Ich hätte einen Vorschlag für eine neue, bessere Form des „TV-Duells“: Wir verzichten auf die Moderatoren. Nicht nur auf zwei oder drei, sondern auf alle vier.

Die vollständigen Regeln gingen so:

1. Die Kanzlerin und ihr Herausforderer sitzen sich 90 Minuten lang an einem Tisch gegenüber.
2. Jeder von ihnen hat insgesamt 45 Minuten Redezeit.

Fertig.

Es gäbe keine Themenvorgaben. Jeder von beiden könnte selbst bestimmen, worüber er reden und womit er sein Gegenüber herausfordern will. Es wäre aufschlussreich, worüber sie reden wollen — und welche eigentlich drängenden Themen vielleicht beide lieber unter den Tisch fallen lassen.

Es gäbe keine Begrenzung auf 90 Sekunden pro Antwort. Jeder von beiden müsste sich selbst entscheiden, ob ihm ein Punkt so am Herzen liegt, dass er darüber einen mehrminütigen Monolog hält — auf die Gefahr, dass die Zeit an anderer Stelle fehlt oder das Publikum mit Langeweile und Widerwillen reagiert.

Es gäbe kein Frage-Antwort-Spiel mit Moderatoren, wie man es unendlich oft gesehen hat, sondern die Möglichkeit, Zeuge einer unmittelbaren Kommunikation zwischen den beiden Kandidaten zu werden. Sie könnten einander angreifen und sich gegenseitig der Lüge bezichtigen oder sich entscheiden, dass es überzeugender sein könnte, es mit einem gesitteten Austausch von Argumenten zu versuchen.

Es gäbe keinen unparteiischen Schiedsrichter, außer den unsichtbaren Zeitnehmer, wobei es sogar noch attraktiver wäre, auch auf den zu verzichten: Jeder Redner würde, wie bei einer Schachuhr, am Ende seines Wortbeitrages auf einen Schalter drücken. Dann läuft die Zeit des anderen und dessen Mikrofon ist geöffnet.

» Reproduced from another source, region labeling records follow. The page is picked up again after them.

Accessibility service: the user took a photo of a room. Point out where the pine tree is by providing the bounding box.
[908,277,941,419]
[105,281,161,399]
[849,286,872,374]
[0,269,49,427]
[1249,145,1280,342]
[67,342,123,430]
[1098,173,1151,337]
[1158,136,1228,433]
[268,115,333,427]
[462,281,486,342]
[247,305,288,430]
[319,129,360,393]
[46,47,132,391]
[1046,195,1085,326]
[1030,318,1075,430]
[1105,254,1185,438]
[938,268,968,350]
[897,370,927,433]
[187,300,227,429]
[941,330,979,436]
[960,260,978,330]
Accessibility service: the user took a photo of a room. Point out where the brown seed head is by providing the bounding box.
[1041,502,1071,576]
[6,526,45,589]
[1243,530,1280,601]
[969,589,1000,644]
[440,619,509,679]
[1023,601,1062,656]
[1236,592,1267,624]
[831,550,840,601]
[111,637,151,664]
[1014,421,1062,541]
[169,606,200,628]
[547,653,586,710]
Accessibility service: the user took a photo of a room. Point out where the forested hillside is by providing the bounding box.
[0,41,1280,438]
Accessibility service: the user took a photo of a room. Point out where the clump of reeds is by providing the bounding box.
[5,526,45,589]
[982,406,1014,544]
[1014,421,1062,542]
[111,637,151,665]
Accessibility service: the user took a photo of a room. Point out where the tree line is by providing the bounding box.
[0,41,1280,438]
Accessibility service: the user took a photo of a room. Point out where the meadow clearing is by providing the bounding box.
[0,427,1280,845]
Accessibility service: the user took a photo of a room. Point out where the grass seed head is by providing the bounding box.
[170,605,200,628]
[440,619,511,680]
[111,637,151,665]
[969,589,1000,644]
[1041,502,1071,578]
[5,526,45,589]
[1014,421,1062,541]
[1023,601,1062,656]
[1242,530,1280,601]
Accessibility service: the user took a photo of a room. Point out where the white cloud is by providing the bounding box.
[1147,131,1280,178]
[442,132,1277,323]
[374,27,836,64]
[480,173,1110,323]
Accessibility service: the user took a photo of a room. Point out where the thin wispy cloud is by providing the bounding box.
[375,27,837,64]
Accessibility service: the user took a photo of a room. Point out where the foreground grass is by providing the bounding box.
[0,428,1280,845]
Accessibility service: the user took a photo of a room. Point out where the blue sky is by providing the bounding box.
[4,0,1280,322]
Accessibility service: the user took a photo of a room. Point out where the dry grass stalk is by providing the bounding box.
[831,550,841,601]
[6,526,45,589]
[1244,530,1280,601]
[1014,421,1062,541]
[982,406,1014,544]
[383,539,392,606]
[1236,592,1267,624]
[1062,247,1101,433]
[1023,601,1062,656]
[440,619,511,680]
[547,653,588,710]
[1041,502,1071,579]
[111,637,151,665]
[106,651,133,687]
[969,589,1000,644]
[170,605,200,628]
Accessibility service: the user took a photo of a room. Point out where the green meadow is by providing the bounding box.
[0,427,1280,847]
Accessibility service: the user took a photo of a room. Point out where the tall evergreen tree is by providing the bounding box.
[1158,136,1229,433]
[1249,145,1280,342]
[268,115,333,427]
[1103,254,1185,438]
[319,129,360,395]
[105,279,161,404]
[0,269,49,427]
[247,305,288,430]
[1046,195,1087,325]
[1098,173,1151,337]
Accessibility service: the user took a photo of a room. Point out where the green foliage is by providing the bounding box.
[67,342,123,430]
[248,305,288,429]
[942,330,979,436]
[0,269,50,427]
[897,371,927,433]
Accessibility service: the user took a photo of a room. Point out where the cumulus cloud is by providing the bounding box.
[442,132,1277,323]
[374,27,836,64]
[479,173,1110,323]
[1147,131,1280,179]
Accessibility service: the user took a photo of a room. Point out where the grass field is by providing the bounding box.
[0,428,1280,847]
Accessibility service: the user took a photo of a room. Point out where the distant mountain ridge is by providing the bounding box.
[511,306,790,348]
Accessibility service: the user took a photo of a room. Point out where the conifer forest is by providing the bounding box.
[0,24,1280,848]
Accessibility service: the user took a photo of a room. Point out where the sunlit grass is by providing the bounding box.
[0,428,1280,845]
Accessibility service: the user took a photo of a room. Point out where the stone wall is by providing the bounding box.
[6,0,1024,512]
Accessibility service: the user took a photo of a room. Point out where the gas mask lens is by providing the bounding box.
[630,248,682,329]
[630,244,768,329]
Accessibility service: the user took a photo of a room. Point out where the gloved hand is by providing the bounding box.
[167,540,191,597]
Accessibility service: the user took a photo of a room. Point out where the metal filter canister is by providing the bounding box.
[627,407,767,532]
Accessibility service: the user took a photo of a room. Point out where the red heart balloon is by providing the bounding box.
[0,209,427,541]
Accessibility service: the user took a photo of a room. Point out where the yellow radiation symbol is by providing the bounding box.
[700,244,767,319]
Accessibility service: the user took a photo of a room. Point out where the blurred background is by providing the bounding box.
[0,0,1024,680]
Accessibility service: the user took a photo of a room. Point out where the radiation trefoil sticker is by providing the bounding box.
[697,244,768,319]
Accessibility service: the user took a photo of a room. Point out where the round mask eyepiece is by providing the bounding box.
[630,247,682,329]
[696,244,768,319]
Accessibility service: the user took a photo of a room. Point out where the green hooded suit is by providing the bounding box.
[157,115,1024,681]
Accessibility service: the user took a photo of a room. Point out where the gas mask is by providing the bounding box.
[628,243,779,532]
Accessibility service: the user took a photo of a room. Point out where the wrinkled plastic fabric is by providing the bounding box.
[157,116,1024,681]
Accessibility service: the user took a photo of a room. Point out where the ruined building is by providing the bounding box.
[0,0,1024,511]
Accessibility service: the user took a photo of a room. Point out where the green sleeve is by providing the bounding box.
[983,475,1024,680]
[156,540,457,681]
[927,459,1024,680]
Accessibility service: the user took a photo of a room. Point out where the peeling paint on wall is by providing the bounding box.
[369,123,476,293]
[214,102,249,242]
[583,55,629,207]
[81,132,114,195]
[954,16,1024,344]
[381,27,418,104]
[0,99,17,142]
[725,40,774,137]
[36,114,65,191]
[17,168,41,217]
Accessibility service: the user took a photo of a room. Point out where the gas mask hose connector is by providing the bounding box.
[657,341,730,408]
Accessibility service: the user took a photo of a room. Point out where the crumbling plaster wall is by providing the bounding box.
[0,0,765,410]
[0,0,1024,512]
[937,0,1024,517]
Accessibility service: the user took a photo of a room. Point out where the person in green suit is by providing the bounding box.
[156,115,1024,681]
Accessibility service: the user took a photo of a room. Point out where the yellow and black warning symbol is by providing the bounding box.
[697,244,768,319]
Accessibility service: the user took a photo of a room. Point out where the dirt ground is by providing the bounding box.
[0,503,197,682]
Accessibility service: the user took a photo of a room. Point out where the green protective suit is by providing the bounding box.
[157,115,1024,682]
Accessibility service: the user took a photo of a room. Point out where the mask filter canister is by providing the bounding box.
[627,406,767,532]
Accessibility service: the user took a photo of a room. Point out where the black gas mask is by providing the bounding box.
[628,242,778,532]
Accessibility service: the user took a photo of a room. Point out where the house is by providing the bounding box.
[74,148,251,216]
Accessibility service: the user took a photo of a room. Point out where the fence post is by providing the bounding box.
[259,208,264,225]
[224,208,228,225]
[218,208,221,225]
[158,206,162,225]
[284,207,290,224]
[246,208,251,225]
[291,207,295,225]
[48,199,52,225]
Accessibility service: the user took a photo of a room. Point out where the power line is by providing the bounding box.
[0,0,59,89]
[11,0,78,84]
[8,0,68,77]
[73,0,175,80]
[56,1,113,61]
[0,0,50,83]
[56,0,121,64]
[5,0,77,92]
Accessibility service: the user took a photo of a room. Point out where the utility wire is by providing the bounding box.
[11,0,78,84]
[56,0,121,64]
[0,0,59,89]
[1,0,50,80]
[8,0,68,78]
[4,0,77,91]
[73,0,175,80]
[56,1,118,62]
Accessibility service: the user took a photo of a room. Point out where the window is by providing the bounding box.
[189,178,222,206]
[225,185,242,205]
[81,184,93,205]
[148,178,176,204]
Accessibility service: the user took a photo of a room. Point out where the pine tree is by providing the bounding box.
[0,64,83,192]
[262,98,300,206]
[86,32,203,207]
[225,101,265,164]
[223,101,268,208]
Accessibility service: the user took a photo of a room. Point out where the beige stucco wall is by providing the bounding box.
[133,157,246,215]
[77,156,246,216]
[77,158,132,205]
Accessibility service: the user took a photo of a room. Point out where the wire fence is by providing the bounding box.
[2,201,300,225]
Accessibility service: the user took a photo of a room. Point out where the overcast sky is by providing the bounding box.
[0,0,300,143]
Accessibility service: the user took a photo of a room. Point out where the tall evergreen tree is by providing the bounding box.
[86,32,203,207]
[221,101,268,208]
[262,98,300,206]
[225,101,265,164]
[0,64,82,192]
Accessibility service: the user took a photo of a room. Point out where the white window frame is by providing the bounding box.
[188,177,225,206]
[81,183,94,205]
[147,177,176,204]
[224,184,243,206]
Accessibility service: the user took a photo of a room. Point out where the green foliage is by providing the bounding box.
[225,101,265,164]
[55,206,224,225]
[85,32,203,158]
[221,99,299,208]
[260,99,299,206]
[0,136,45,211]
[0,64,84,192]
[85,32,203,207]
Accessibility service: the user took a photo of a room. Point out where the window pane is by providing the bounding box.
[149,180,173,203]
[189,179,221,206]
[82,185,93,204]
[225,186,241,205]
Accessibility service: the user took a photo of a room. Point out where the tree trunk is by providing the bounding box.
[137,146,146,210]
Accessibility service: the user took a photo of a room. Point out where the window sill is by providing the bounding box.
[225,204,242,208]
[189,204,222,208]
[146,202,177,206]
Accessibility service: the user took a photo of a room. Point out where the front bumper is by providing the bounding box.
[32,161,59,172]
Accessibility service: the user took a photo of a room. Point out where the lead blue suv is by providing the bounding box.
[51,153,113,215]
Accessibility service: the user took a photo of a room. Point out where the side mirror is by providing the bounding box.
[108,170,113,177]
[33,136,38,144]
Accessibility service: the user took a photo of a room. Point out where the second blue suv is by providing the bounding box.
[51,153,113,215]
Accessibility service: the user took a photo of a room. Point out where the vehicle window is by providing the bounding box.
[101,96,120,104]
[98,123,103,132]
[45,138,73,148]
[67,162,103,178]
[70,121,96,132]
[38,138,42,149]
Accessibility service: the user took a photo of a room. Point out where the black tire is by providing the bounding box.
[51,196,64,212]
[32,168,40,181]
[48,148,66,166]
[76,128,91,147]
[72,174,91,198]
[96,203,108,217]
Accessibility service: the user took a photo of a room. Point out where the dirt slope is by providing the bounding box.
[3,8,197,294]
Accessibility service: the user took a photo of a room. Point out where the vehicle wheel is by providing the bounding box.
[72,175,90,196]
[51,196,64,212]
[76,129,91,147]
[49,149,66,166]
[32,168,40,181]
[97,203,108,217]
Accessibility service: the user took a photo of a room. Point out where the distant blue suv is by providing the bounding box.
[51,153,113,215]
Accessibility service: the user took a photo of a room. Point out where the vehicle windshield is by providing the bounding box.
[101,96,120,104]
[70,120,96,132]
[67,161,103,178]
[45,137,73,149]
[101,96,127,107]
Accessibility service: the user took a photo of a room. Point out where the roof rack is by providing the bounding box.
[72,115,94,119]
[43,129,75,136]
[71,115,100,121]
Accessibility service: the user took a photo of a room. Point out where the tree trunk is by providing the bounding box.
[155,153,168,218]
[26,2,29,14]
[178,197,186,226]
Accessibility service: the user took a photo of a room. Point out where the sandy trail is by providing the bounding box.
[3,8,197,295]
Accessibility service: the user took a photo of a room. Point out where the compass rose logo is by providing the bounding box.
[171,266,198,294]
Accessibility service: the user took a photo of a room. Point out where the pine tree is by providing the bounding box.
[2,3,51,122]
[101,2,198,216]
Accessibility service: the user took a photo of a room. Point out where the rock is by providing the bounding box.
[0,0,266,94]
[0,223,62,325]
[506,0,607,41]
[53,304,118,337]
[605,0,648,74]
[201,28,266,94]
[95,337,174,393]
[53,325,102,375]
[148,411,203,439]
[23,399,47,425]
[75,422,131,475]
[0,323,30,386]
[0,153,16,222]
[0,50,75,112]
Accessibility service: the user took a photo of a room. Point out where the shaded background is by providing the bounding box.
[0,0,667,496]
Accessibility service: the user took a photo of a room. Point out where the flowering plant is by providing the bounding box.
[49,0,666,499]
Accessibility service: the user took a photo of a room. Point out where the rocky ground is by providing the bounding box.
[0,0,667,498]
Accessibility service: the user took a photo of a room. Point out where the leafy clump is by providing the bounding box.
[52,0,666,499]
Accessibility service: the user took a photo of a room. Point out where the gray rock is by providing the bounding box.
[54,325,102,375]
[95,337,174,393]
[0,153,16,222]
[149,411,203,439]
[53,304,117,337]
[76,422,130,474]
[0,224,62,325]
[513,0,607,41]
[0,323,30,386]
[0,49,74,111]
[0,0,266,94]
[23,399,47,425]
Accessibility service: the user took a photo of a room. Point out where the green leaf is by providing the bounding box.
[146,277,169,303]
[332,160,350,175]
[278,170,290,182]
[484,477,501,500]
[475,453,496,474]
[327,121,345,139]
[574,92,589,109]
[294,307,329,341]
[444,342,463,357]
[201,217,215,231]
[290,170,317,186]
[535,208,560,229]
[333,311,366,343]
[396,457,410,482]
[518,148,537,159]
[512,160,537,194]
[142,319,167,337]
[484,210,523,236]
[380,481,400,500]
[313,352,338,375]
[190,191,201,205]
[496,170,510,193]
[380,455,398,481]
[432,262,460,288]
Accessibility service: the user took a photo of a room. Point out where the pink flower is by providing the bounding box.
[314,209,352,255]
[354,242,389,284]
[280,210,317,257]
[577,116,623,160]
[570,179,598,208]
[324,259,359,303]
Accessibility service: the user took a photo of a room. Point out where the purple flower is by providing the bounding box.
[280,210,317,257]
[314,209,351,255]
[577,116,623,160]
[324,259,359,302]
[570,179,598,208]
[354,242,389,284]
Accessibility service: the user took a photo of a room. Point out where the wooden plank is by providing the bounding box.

Es wäre tatsächlich ein Strategiespiel: Mit welcher Taktik geht man als Kanzlerin oder Kandidat in ein solches „Duell“; welche Themen sucht man sich aus; gibt man sich angriffslustig oder versucht man vor allem, die Deckung zu bewahren; wie oft kehrt man zurück zu einem wunden Punkt des Gegners oder vertraut darauf, dass das Publikum sein Ausweichen bemerkt hat?

Beide könnten machen, was sie wollen. (Okay, vermutlich sollte man als dritten Regelpunkt das Mitbringen von spitzen Gegenständen untersagen.) Und wir, das Fernsehpublikum und das Wahlvolk, würden uns über das, was sie sich entschieden haben zu machen, und darüber, wie sie es gemacht haben, dann ein Urteil bilden.

Was wäre das für ein atemberaubendes „Duell“: Man wüsste tatsächlich vorher nicht, was passiert, weil all die Leitplanken nicht mehr existierten. Plötzlich wären die ganzen Countdown- und Nachbereitungs-Sendungen, die in den Programmen herumstehen, sogar berechtigt.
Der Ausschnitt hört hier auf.